Berlusconi optimistic on confidence vote, warns of early elections

Text by News Wires

Latest update : 2010-11-17

Prompted by the fracture of his governing coalition, Prime Minister Silvio Berlusconi has warned Italians that if he loses a confidence vote in December the country would hold early elections.

 

REUTERS - Italian Prime Minister Silvio Berlusconi's approval rating has hit a new low, a survey showed on Wednesday, as he prepares for a confidence vote in parliament next month which could lead to early elections.
 
An IPR opinion poll posted on the website of left-leaning daily La Repubblica said Berlusconi's popularity had fallen to 35 percent, down two percentage points from a month ago and 10 points from November 2009. It was the lowest level since the 74-year old media tycoon won a landslide election in 2008. Berlusconi faces a confidence vote in both chambers of parliament on Dec. 14, and if he lost in either he would be forced to resign.
 
He said on Wednesday he was confident he could win, but most analysts expect him to be defeated in the lower house, where he no longer has a guaranteed majority since he split with his former coalition ally Gianfranco Fini last summer.
Fini on Monday pulled his ministers from the government, further deepening the crisis. Should he lose the showdown in parliament, Berlusconi said the only alternative would be snap polls early next year -- two years ahead of schedule.
 
"If we win the confidence we will carry on working, otherwise we go to the polls," Berlusconi told reporters.
 
If the government collapses, President Giorgio Napolitano could appoint an interim administration to run business until new elections, like the one headed by former Finance Minister Lamberto Dini after Berlusconi's first government fell in 1994.
 
Berlusconi firmly rejects that option, and Defence Minister Ignazio La Russa, a Berlusconi loyalist, said early elections could be held at the end of March. Fini, the centrist UDC party and the centre-left opposition have called for a government of "national responsibility".
 
President’s warning
 
On Wednesday, Napolitano said Italy's political class should act responsibly. The current turmoil in financial markets could create further uncertainties for the country.
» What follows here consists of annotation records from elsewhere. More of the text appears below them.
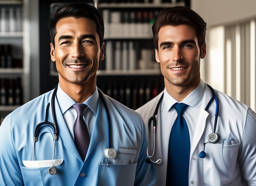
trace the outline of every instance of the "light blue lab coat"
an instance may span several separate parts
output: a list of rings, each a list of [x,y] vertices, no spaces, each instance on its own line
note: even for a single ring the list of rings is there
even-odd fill
[[[107,168],[104,154],[107,147],[107,117],[100,99],[89,149],[83,162],[61,114],[57,99],[55,111],[58,136],[54,159],[63,159],[52,175],[48,167],[28,168],[22,161],[33,158],[34,131],[45,121],[46,106],[53,90],[24,104],[6,117],[0,126],[0,184],[8,186],[150,186],[155,181],[147,157],[146,135],[141,116],[103,94],[110,118],[111,147],[117,152]],[[53,122],[51,107],[48,121]],[[51,160],[53,130],[40,130],[35,147],[34,160]],[[49,167],[50,166],[49,166]]]

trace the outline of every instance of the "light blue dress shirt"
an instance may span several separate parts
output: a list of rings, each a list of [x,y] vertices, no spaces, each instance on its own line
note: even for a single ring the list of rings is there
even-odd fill
[[[76,103],[61,89],[59,84],[58,85],[56,96],[66,124],[74,139],[73,127],[75,121],[77,117],[77,113],[72,106]],[[88,106],[88,108],[83,112],[83,118],[87,124],[90,135],[92,132],[96,119],[99,98],[99,92],[97,88],[96,87],[93,94],[83,102],[83,103]]]

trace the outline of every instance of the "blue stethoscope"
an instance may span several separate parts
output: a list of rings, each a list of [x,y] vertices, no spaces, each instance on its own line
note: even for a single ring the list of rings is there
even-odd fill
[[[56,168],[53,165],[53,161],[54,157],[54,152],[55,151],[55,144],[56,141],[58,137],[58,125],[57,123],[57,121],[56,121],[56,114],[55,113],[55,96],[56,96],[56,93],[57,92],[57,89],[58,88],[58,86],[57,86],[55,89],[54,89],[53,93],[52,94],[52,116],[53,118],[54,122],[52,123],[50,121],[49,121],[47,120],[48,118],[48,113],[49,112],[49,109],[50,106],[50,103],[48,103],[47,105],[47,107],[46,107],[46,110],[45,112],[45,121],[43,121],[41,123],[40,123],[39,124],[37,125],[36,127],[36,129],[35,129],[35,132],[34,134],[34,144],[33,146],[33,158],[32,161],[34,161],[34,154],[35,153],[35,143],[36,141],[37,141],[37,136],[39,133],[39,131],[43,127],[50,127],[52,129],[54,132],[53,134],[53,139],[54,139],[54,150],[53,150],[53,155],[52,156],[52,166],[50,167],[48,169],[49,173],[52,175],[54,175],[56,174],[57,172],[57,170]],[[105,108],[105,109],[106,110],[106,112],[107,113],[107,116],[108,117],[108,121],[107,121],[107,144],[108,144],[108,148],[106,148],[104,151],[104,154],[106,158],[106,160],[107,160],[107,162],[108,164],[108,161],[109,159],[114,159],[117,157],[117,151],[114,148],[110,148],[110,115],[109,114],[109,112],[108,111],[108,107],[107,106],[107,104],[106,103],[106,101],[103,97],[103,95],[102,95],[102,93],[101,91],[98,90],[98,92],[99,93],[99,94],[101,100],[103,101],[103,104],[104,105],[104,106]]]
[[[208,135],[208,142],[207,143],[204,143],[204,150],[201,152],[199,154],[199,157],[201,158],[204,158],[205,157],[206,154],[205,152],[204,152],[204,147],[205,144],[207,143],[217,143],[219,140],[220,139],[220,135],[216,133],[216,128],[217,127],[217,121],[218,119],[218,116],[219,113],[219,102],[216,96],[216,94],[214,92],[214,90],[212,87],[209,85],[207,85],[210,88],[211,92],[212,93],[213,96],[207,104],[207,106],[205,108],[205,110],[207,110],[211,103],[212,103],[213,99],[215,100],[215,102],[216,102],[216,109],[215,110],[215,119],[214,120],[214,126],[213,128],[213,133],[210,134]],[[157,124],[157,121],[155,118],[155,116],[157,114],[157,112],[158,110],[158,109],[159,108],[159,106],[160,105],[160,104],[161,102],[163,100],[163,98],[164,97],[164,94],[163,94],[157,103],[157,106],[155,108],[155,112],[154,113],[154,115],[150,118],[149,120],[148,121],[148,128],[150,128],[150,127],[151,124],[151,123],[153,122],[153,150],[152,152],[152,155],[150,156],[148,154],[148,148],[147,148],[147,155],[148,157],[148,158],[146,159],[146,162],[150,164],[151,163],[154,163],[155,164],[157,164],[158,165],[162,164],[162,160],[161,159],[158,159],[156,161],[154,161],[151,159],[151,158],[155,154],[155,130]]]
The euro-zone's third largest economy, which has one of the world's highest public debts, has weathered the financial crisis better than many of its European peers and has been spared the kind of market pounding seen in Greece, Spain or Ireland.
 
But with worries about the euro-zone weaker links picking up in recent days, some analysts say that a prolonged political crisis could put Italy -- which has 30 billion euros worth of debt to roll-over in December alone -- in the market spotlight.
 
The IPR poll in La Repubblica said voters' intentions put Berlusconi's People of Freedom (PDL) party at 28.5 percent -- sharply below the result of the 2008 eelction -- while the centre-left opposition Democratic Party stood at 26 percent.
 
The party that would have most to gain from a snap poll appeared to be the Northern League, Berlusconi's sole coalition ally, which the survey credited with 12.5 percent of the vote.
 
Fini's Future and Freedom for Italy, which he created after being expelled from the PDL he had co-founded with Berlusconi, took just 5.5 percent.
 
Most opinion polls say that while Berlusconi would still likely win an early election, he might not get a majority in the Senate, which would make it almost impossible to govern.